Internet Shakespeare Editions


John Lyly and the euphuistic style

Lyly's popular prose romance, Euphues, or The Anatomy of Wit, set the fashion for the decade before Shakespeare started writing. Euphues is a rather moral romance distinguished by its elaborate style.

Lyly was one of those who wanted to raise English prose to the height of sophistication of the great Latin stylists. The result is at times almost comic to us now--and soon became the subject of parody* in his own time--but it was an important development in the awareness of English writers of the power of the language they spoke.

A sample* of Lyly's elegant and elaborate style in Endymion.

Best friends

Both Lyly's prose works and his plays give many examples of the Renaissance creed that male friendship is to be considered superior to the love of a man for a woman (the woman's point of view is not considered). Euphues and Philautus vie for the love of Lucilla, realising finally that their friendship is more important; in the play Endymion Eumenides puts his love for his friend Endymion above his love for Semele (with the happy result that Endymion is restored to youth and he is given Semele as a reward).

Selected works of Lyly are on line.


  1. A subject for parody

    Lyly parodied himself in one of his Court plays, Endimion, in the character of a comical soldier in love, Sir Tophas. Sir Tophas, in turn, is a model for Shakespeare's Falstaff, who also parodies euphuism.

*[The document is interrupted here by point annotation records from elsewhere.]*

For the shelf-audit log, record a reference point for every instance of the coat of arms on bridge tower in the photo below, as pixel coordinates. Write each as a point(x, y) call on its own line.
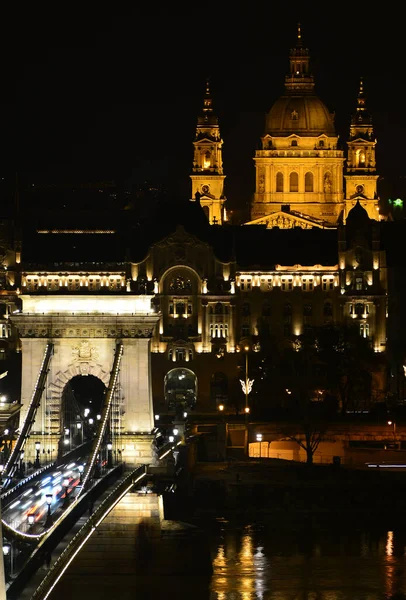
point(84, 352)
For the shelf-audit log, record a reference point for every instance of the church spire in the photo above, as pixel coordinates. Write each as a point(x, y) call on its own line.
point(207, 172)
point(361, 176)
point(299, 80)
point(207, 117)
point(361, 116)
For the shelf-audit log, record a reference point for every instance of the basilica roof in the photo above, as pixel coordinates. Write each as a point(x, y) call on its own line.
point(299, 110)
point(303, 115)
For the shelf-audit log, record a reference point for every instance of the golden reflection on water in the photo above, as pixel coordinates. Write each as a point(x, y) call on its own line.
point(309, 565)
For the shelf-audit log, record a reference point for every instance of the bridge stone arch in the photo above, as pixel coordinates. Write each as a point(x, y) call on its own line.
point(84, 332)
point(56, 388)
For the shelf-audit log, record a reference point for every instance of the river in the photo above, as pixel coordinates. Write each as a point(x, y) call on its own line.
point(264, 561)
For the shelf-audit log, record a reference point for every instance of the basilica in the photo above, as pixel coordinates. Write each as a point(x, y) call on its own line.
point(314, 251)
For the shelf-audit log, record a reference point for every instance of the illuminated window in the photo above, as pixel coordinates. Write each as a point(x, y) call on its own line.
point(328, 309)
point(279, 182)
point(206, 160)
point(266, 309)
point(294, 182)
point(246, 309)
point(309, 182)
point(180, 354)
point(180, 284)
point(364, 330)
point(245, 330)
point(218, 308)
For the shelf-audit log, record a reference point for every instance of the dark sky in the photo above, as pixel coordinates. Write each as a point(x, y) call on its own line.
point(100, 94)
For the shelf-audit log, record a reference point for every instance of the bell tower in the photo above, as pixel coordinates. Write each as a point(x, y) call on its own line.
point(360, 177)
point(207, 173)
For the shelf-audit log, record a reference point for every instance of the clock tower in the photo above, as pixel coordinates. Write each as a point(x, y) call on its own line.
point(207, 173)
point(361, 178)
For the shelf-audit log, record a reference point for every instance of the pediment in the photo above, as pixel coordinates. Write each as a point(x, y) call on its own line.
point(285, 220)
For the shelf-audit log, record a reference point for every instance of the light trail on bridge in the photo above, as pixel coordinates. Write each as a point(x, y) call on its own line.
point(33, 501)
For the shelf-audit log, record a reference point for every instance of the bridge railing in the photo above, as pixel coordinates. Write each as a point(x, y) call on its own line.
point(47, 541)
point(61, 564)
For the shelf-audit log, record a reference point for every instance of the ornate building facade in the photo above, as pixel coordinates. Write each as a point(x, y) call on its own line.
point(313, 252)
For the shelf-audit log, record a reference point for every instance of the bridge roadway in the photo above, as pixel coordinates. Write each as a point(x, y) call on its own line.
point(72, 525)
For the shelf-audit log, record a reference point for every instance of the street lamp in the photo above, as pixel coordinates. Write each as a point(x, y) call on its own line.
point(247, 383)
point(394, 428)
point(65, 485)
point(22, 463)
point(37, 448)
point(8, 559)
point(49, 520)
point(109, 455)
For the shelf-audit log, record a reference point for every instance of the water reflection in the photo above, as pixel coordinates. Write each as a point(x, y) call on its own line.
point(272, 562)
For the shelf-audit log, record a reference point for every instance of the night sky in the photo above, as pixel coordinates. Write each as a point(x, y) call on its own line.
point(91, 95)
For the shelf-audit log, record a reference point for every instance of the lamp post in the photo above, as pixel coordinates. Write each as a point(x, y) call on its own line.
point(65, 485)
point(31, 521)
point(246, 383)
point(109, 455)
point(394, 428)
point(37, 448)
point(49, 520)
point(22, 463)
point(8, 562)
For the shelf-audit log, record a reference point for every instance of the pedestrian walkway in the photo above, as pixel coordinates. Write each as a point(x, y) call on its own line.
point(35, 581)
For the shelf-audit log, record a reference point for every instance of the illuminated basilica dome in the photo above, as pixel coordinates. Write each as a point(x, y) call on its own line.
point(304, 115)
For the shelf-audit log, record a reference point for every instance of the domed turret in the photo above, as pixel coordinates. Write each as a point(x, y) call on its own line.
point(357, 215)
point(299, 167)
point(299, 110)
point(302, 115)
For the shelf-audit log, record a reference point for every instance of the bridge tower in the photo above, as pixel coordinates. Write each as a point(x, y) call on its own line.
point(84, 332)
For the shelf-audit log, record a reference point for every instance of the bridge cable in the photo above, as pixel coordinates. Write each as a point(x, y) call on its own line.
point(31, 411)
point(108, 399)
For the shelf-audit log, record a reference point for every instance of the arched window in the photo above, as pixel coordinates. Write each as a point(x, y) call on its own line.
point(218, 308)
point(294, 182)
point(309, 182)
point(266, 309)
point(328, 309)
point(308, 310)
point(279, 182)
point(359, 309)
point(287, 310)
point(246, 309)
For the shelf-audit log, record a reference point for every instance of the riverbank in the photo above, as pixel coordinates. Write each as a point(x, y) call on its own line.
point(283, 489)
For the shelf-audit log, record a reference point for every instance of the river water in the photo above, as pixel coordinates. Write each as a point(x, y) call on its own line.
point(260, 561)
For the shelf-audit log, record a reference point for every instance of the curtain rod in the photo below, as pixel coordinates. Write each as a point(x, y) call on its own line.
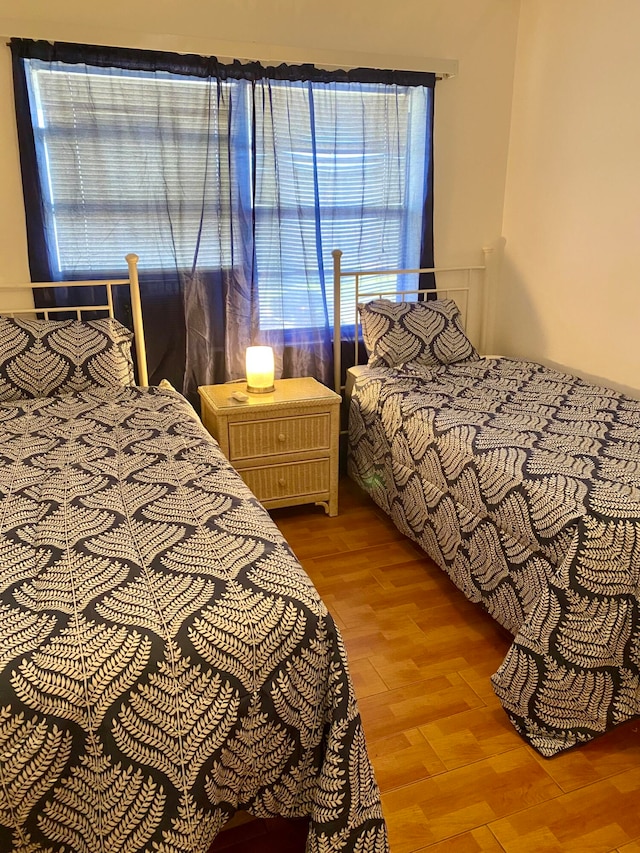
point(443, 69)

    Much of Love's Labour's Lost is influenced by the Court comedies of Lyly; again the elevated style is parodied, especially in the character of Don Adriano de Armado, who is another lovesick soldier.

  2. A stylish sample

    Lyly's style depends for its effect on alliteration, balanced sentences, antithesis, and exotic imagery:

    Love is a chameleon, which draweth nothing into the mouth but air, and nourisheth nothing in the body but lungs. Believe me, Eumenides, desire dies in the same moment that beauty sickens, and beauty fadeth in the same instant that it flourisheth. When adversities flow, then love ebbs; but friendship standeth stiffly in storms. Time draweth wrinkles in a fair face, but addeth fresh colors to a fast friend, which neither heat, nor cold, nor misery, nor place, nor destiny can alter or diminish. O friendship, of all things the most rare, and therefore most rare because most excellent, whose comfort in misery is always sweet, and whose counsels in prosperity are ever fortunate! Vain love, that, only coming near to friendship in name, would seem to be the same or better in nature!

    It was a common belief that the chameleon fed on air.